For the 2nd day in a row, today, right around 4pm est - our instances of redis began to crash. We have 3 instances on 3 different machines. The first will crash, failover will happen, then the 2nd will crash, failing over then the 3rd.
The dump suggests an OOM exception. Whats really strange is we cant figure out how or why. Over the course of about 2 minutes we'll watch (via datadog) memory usage climb on that machine from less than 1GB all the way to 16GB used then crash. It happens the same on all machines one after the other. To make this even more confusing, when we look at disk, network and cpu usage, we dont see any changes. I would fully expect to see network traffic spike in correlation to the memory usage, if this were one of my applications trying to write to redis.
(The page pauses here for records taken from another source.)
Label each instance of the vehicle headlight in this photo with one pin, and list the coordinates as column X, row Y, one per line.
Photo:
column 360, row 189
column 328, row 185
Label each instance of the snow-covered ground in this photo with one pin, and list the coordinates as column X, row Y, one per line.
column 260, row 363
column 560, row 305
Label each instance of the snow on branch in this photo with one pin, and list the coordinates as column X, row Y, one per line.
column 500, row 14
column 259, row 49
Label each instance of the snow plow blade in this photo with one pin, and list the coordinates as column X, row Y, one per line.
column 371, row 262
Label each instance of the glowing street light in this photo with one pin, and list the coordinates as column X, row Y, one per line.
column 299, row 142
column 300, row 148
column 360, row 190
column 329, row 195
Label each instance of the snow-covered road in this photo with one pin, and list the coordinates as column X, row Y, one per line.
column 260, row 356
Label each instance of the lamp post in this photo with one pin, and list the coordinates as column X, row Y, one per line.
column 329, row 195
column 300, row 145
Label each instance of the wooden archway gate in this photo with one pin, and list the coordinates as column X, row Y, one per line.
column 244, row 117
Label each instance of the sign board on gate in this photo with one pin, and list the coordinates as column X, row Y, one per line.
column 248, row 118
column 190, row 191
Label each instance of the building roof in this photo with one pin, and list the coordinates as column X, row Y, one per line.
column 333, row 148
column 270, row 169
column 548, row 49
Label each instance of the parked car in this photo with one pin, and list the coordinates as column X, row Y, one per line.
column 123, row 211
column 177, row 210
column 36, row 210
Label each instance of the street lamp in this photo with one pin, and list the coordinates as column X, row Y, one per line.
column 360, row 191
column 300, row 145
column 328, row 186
The only things I can think of are perhaps someone has a lua script in place that is generating keys server side (but no cpu spike) or there is a bug in redis. I just rolled out 3.2.8 in the middle of the day in hopes of negating this.
Has anyone seen or heard of anything like this? Suggestions on how to trouble shoot?
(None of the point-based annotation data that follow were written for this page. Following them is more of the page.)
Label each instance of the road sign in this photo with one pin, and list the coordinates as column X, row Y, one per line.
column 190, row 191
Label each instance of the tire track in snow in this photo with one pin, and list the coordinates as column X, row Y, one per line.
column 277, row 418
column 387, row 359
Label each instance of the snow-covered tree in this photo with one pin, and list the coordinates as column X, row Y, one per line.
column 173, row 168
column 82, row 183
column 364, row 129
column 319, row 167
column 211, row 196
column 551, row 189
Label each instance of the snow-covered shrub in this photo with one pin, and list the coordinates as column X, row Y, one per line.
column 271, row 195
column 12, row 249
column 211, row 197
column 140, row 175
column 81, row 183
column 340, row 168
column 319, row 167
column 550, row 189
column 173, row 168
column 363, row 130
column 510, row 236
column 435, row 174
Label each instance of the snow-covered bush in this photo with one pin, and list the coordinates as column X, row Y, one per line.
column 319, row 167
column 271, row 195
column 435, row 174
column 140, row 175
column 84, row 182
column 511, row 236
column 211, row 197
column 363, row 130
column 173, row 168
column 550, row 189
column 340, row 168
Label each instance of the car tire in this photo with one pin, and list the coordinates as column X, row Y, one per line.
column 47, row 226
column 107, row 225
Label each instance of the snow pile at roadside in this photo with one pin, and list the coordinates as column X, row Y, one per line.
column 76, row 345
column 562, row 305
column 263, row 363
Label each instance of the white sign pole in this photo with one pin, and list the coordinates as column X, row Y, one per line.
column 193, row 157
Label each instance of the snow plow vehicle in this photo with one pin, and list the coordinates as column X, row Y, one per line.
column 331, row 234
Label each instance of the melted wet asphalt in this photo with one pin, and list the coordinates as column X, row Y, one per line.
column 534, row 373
27229:M 02 May 16:04:56.041 # Out Of Memory allocating 32774 bytes!
=== REDIS BUG REPORT START: Cut & paste starting from here ===
27229:M 02 May 16:04:56.253 # ------------------------------------------------
27229:M 02 May 16:04:56.371 # !!! Software Failure. Press left mouse button to continue
27229:M 02 May 16:04:56.378 # Guru Meditation: "Redis aborting for OUT OF MEMORY" #server.c:3826
27229:M 02 May 16:04:56.378 # (forcing SIGSEGV in order to print the stack trace)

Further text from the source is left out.